Escola pública de qualidade: quanto queremos pagar por isto? Artigo de Luciano Medes Filho
Luciano Mendes de Faria Filho é professor da Universidade Federal de Minas Gerais (UFMG) e Coordenador do Projeto Pensar a Educação Pensar o Brasil - 1822/2022. Artigo enviado ao JC Email pelo autor.
Estabelecida a gratuidade da escola primária pela Constituição de 1824, Minas Gerais foi uma das primeiras províncias do Império Brasileiro a estabelecer a sua obrigatoriedade, em 1835. No entanto, em 1845, o vice-presidente da província de Minas Gerais, então a mais rica e populosa do império, Quintiliano José da Silva, referia-se à lei nº 275, que havia limitado o número de escolas na província, e sentenciava que "esta medida não deixa de ser a muitos respeitos prejudicial, mas eu entendo que, em quanto não melhorarem nossos recursos financeiros, nada devemos inovar a este respeito." Passados 170 anos, ainda hoje, os estados mais ricos da Federação, como MG e RS, dizem não ter recursos para pagar um salário decente a seus professores e, assim, investir em uma educação de qualidade.
Conquistada a expansão da escola básica, há hoje no Brasil um clamor generalizado pela elevação de sua qualidade. Desta dependeria, segundo os empresários, a mão de obra qualificada para fazer frente ao crescimento econômico; já segundo os cientistas, sem melhorar a educação básica não será possível suportar a crescente demanda por produção científica e tecnológica; sem melhorar a educação, afirmam as autoridades do estado, não será possível retirar o País da posição vergonhosa que ocupa nos rankings internacionais da educação; mas, também, sem melhor educação, dizem os ativistas sociais, não será possível fazer do Brasil um país de instituições modernas e mais democrático. Isto para listar apenas quatro dos principais argumentos mobilizados no momento.
Se há tamanha unanimidade, por que não há mudança de fato ou, na visão dos mais otimistas, por que as mudanças ocorrem tão lentamente?

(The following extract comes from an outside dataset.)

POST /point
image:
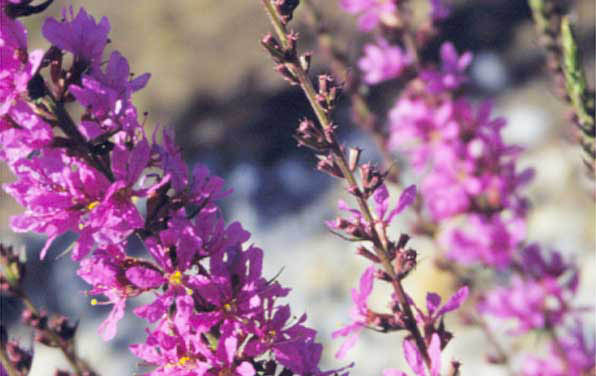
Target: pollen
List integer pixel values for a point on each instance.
(176, 278)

Penso que isto é devido ao fato de que não conseguimos chegar ao consenso mais importante: quanto estamos dispostos a gastar como sociedade e, neste sentido, como Estado Nacional, na manutenção de uma escola básica de qualidade para todos? Acostumados que estamos com uma cultura política baseada em privilégios, de tal forma que, ainda hoje, falamos dos mais pobres como desprivilegiados, naturalizamos o fato existir no Brasil uma escola para os filhos dos trabalhadores e outra para as camadas médias e altas.
Uma possibilidade história de superação desta situação está posta, hoje, na discussão do Plano Nacional da Educação em tramitação no Congresso Nacional e está relacionada diretamente com o montante de recursos do PIB que aplicaremos na educação pública nos próximos anos. Os ocupantes do Planalto, da Esplanada dos Ministérios e boa parte dos congressistas sabem que o montante entre 7% e 8%, defendido pelo governo, é insuficiente para fazer frente às necessidades de investimento para termos uma educação de qualidade.
A sociedade civil organizada luta contra a insensibilidade daqueles que lastimam a sorte da escola pública, mas que não estão dispostos a criar condições para realizar mudanças substantivas. A luta a favor dos 10% do PIB para educação se apresenta, pois, como uma oportunidade para fazer, hoje, as mudanças que não tivemos coragem de fazer no passado; inclusive porque podemos não ter outros 170 anos para pensar no assunto!